Once upon a time, the dangers of drunken driving were not fully understood. The penalties for being arrested for DWI were mild, and the social stigma was minimal.
It’s different today. We have made progress in reducing fatalities caused by drunk drivers. That may explain why are streets and highways are safer today than 25 years ago.
However, they could be safer. Some 10,000 people die annually in drunken-driving crashes. Stricter limits on blood-alcohol levels, stiffer penalties and more diligent enforcement can do so much.
There is another option that has paid dividends in recent years. That option requires all individuals convicted of driving under the influence to install ignition interlocks on their cars and trucks before being allowed to drive again.

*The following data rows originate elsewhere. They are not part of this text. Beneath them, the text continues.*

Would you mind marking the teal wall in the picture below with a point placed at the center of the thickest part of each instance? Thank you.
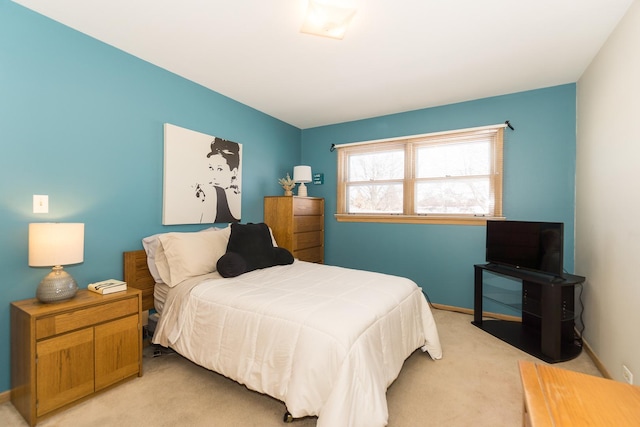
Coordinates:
(539, 183)
(82, 122)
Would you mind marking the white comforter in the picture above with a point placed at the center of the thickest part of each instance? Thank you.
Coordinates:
(327, 341)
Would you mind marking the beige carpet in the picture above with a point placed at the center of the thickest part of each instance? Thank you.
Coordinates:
(476, 383)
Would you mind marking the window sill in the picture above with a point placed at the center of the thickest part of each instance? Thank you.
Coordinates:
(416, 219)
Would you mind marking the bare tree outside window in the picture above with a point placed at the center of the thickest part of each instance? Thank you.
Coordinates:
(455, 174)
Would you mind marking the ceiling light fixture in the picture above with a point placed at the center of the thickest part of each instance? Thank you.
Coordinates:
(327, 18)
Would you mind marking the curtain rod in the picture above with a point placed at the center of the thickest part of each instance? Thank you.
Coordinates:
(506, 124)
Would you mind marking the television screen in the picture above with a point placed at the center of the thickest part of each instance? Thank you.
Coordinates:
(536, 246)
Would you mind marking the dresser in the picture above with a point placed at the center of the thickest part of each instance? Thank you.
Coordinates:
(297, 224)
(558, 397)
(67, 351)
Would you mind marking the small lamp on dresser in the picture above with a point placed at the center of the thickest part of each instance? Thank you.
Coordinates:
(302, 174)
(54, 245)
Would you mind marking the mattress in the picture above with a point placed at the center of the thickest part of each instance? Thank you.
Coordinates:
(327, 341)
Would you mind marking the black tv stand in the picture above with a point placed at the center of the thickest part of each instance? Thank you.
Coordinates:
(548, 313)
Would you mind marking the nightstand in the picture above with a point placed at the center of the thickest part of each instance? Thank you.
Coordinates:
(64, 352)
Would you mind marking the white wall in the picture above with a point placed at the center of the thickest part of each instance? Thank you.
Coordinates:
(608, 197)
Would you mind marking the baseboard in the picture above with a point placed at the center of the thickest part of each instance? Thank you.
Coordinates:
(585, 345)
(470, 312)
(603, 370)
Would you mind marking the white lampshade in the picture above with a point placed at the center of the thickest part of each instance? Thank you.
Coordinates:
(54, 245)
(302, 174)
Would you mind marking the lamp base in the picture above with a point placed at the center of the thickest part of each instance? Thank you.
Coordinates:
(302, 190)
(56, 286)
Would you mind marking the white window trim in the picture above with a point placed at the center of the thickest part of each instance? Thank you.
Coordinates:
(341, 216)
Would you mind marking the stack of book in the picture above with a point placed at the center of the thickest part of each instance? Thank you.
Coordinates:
(108, 286)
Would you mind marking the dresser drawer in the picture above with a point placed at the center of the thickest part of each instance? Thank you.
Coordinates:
(307, 223)
(76, 319)
(307, 240)
(302, 206)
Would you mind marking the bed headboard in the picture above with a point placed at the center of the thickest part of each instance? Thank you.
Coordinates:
(136, 274)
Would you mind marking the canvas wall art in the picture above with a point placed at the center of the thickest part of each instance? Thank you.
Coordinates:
(202, 178)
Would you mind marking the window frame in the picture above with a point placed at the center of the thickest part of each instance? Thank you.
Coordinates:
(410, 144)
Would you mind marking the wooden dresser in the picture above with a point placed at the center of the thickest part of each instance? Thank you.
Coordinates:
(297, 224)
(64, 352)
(558, 397)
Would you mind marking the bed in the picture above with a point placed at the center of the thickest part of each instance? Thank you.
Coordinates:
(325, 340)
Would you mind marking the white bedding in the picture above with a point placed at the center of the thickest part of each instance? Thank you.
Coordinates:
(327, 341)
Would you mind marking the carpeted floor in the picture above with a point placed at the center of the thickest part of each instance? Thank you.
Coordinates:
(476, 383)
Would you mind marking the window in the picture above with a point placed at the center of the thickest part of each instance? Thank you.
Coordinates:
(446, 177)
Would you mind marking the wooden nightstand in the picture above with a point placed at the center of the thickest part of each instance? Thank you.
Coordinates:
(64, 352)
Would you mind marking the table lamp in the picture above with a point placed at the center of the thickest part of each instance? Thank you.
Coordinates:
(54, 245)
(302, 174)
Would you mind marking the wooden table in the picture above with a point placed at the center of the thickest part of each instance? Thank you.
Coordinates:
(560, 398)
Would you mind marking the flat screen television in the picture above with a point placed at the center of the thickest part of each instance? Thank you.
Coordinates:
(530, 245)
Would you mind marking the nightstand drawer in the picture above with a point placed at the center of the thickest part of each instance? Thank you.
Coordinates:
(76, 319)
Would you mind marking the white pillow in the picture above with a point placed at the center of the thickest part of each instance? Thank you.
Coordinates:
(151, 244)
(183, 255)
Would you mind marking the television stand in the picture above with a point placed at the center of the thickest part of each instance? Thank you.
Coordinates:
(548, 313)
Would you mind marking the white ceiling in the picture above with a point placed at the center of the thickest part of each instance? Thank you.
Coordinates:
(397, 56)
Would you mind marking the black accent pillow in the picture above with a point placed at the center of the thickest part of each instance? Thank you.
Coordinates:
(252, 242)
(283, 256)
(231, 264)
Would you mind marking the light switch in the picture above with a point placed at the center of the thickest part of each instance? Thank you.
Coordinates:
(40, 204)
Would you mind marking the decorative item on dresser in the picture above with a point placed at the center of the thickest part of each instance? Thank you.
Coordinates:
(65, 352)
(298, 225)
(287, 184)
(301, 175)
(53, 244)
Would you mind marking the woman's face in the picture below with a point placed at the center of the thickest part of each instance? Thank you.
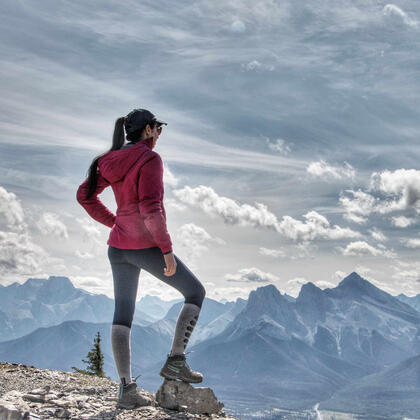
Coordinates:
(152, 132)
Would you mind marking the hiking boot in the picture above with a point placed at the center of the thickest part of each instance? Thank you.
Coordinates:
(176, 367)
(130, 396)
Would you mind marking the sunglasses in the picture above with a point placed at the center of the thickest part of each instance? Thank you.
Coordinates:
(159, 129)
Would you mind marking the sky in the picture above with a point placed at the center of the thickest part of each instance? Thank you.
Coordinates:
(291, 152)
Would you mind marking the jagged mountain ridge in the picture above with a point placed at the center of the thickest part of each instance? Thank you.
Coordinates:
(47, 302)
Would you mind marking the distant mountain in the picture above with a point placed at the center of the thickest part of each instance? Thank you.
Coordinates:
(65, 345)
(47, 302)
(213, 319)
(413, 301)
(392, 392)
(297, 353)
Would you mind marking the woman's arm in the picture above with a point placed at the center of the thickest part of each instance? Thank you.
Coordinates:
(94, 206)
(150, 191)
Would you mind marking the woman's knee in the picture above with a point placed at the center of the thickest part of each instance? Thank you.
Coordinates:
(124, 312)
(198, 297)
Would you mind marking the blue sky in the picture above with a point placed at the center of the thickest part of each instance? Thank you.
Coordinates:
(291, 152)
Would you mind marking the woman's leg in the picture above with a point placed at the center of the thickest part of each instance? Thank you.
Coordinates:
(125, 277)
(152, 260)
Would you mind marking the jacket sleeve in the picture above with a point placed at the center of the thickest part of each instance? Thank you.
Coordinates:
(94, 206)
(151, 191)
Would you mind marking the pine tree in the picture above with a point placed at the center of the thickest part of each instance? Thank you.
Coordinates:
(95, 360)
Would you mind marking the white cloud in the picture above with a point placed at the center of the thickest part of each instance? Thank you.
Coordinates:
(402, 221)
(393, 10)
(377, 235)
(362, 248)
(174, 204)
(411, 243)
(238, 26)
(19, 255)
(276, 253)
(255, 65)
(279, 146)
(84, 255)
(294, 285)
(356, 207)
(168, 177)
(90, 228)
(195, 239)
(210, 202)
(401, 185)
(11, 211)
(50, 224)
(323, 169)
(316, 226)
(252, 274)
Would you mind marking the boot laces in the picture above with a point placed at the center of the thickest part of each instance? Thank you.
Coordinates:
(135, 379)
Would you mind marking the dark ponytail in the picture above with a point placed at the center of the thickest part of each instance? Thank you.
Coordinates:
(117, 142)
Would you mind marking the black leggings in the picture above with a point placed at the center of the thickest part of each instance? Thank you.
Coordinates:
(126, 265)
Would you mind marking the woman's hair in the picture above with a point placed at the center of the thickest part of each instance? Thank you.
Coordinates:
(117, 142)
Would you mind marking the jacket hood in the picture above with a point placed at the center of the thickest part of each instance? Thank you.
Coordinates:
(115, 164)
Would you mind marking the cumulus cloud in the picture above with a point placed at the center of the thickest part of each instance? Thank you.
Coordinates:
(232, 213)
(238, 26)
(50, 224)
(393, 10)
(90, 228)
(255, 65)
(196, 239)
(252, 274)
(357, 206)
(411, 243)
(168, 177)
(279, 146)
(294, 285)
(84, 255)
(11, 211)
(174, 204)
(323, 169)
(397, 190)
(19, 255)
(402, 221)
(315, 226)
(362, 248)
(276, 253)
(401, 185)
(377, 235)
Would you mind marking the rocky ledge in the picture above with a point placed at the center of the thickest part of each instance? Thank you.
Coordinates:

To start the car, the driver essentially has to pass a Breathalyzer test. Seventeen states now impose this condition not just on chronic offenders but on first-time offenders as well.
Now the National Transportation Safety Board wants to take it national. In a report issued last month, it recommended that all states mandate interlocks for all DWI offenders. The agency points to legislation in Congress that would provide federal grants to states to encourage this step.
These devices address one of the most intractable problems with drunken drivers: Recidivism. Short of locking them up forever, it’s impossible to keep them from getting behind the wheel. Interlocks provide some assurance that when those convicted of DWI do drive, they won’t be intoxicated.
Interlocks can be defeated by having someone else to blow into them, but they make it more difficult to break the law. Who wants to enable a drunk to drive?
First-time offenders who have been punished under the law deserve a second chance. However, the rest of us deserve an assurance that when they get it, they’ll be sober.